The Way of the Gun: “Unforgiven” Demystified the American Western
Thirty years ago today, Clint Eastwood’s Unforgiven was released, proving to be a powder keg during the doldrums of summer. It opened at number one and went on to gross nearly $160 million, more than ten times its budget, and went on to win four Academy Awards, including Best Picture and Best Director for Clint Eastwood, immediately and irrevocably altering his legacy from iconic Western star to one of the most acclaimed and beloved filmmakers of the century.
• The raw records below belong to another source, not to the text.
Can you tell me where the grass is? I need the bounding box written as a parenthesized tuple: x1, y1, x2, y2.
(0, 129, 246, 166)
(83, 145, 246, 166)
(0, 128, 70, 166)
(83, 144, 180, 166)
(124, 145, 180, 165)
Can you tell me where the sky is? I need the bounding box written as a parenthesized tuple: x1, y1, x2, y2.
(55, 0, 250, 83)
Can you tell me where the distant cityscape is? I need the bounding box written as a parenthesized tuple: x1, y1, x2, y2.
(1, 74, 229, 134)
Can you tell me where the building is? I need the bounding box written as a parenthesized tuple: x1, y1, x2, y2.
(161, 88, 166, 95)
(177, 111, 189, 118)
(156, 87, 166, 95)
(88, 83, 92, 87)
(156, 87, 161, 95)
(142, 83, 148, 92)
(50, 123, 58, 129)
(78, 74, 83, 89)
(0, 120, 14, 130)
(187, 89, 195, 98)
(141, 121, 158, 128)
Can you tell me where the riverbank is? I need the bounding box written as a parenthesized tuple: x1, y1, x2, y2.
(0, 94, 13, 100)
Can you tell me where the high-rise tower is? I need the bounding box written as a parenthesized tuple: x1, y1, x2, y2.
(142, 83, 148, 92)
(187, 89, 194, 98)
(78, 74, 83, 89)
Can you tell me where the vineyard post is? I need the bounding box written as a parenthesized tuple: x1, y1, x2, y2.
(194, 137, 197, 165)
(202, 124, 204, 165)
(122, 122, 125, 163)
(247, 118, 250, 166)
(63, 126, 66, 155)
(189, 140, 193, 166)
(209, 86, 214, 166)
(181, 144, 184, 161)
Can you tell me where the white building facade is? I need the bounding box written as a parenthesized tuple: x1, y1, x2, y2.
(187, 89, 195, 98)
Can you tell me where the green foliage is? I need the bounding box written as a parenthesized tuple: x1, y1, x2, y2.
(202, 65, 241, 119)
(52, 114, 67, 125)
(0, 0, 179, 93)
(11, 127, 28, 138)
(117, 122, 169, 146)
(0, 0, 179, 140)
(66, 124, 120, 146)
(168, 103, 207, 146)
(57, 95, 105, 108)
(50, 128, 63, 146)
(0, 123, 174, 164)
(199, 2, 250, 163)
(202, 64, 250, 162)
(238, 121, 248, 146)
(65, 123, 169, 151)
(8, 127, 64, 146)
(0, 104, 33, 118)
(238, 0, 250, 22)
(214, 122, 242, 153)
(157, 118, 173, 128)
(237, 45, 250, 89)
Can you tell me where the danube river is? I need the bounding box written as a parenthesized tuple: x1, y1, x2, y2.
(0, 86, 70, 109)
Unforgiven’s Oscar win is even more curious in that it was only the third, and almost 100 years into the Academy Awards, final, Western to win the coveted award. Only Cimarron had nabbed Best Picture in the 1930s, despite a proliferation of seminal Westerns released in the Golden Age of Hollywood. And while Dances With Wolves became the second Western to be named Best Picture only two years prior, Unforgiven is a different animal altogether.
Working off of David Webb Peoples’ powerful, bleak script – one that had hovered around Hollywood since the 1970s – Eastwood’s film is a revisionist Western. It seeks to reject and demystify the mythology of the lone gunslinger. His character, Will Munny, is a man with a past. He’s an alcoholic who has sworn off the sauce and his killed men, women and children for decades before settling down (he’s widowed with two young children when we meet him at the start of the film). When asked to avenge the slashing of a prostitute in Big Whiskey, Wyoming, he grudgingly accepts, and only because he needs to money to support his family. (Life as a rancher isn’t cutting it).
But it isn’t so easy getting back in the saddle – literally. Where an earlier Western would have had Will hop right on his horse and gallop away, Will finds great difficulty mounting his horse, embarrassingly falling to the ground multiple times. And the trip to Big Whiskey is stripped of all glamor. Munny finds sleep uncomfortable to the point of impossibility, later having to spend all night in the rain, and ultimately getting sick as a result
Separately, Unforgiven tears apart the macho image of the Midwest. Saul Rubinek’s naïve journalist, W.W. Beauchamp, has the wool ripped from his eyes when murderous sheriff, “Little” Bill Daggett (Gene Hackman, who also rightly won a second Oscar for his work here), defangs and then brutalizes supposed legend English Bob (Richard Harris). For the first time, he sees the dark side of the violence he has glorified from afar. Men who claim to be accomplished murderers prove to be cowards. Munny’s partners, Ned Logan (Morgan Freeman) and the Schofield Kid (Jaimz Woolvett) both reach a point when they can no longer continue to commit the acts of killing they’ve signed up for. “It’s a hell of a thing, killing a man,” Munny philosophizes. “Take away all he’s got and all he’s ever gonna have.”
Unforgiven questions, without moralizing, who the traditional bad guys and good guys are. The prostitutes are troubled and maligned, but they are also tough and supportive, abiding by their own code to help one another get by. And Munny, like Achilles of mythology, thinks he has turned a corner on his violent past, until he finds he has no choice but to kill again. When their best friends are killed – for Achilles, it’s Patroklos; for Munny, it’s Ned – they abandon any gray area as to whether their targets have a violent end coming. It’s fact, and it’s fate.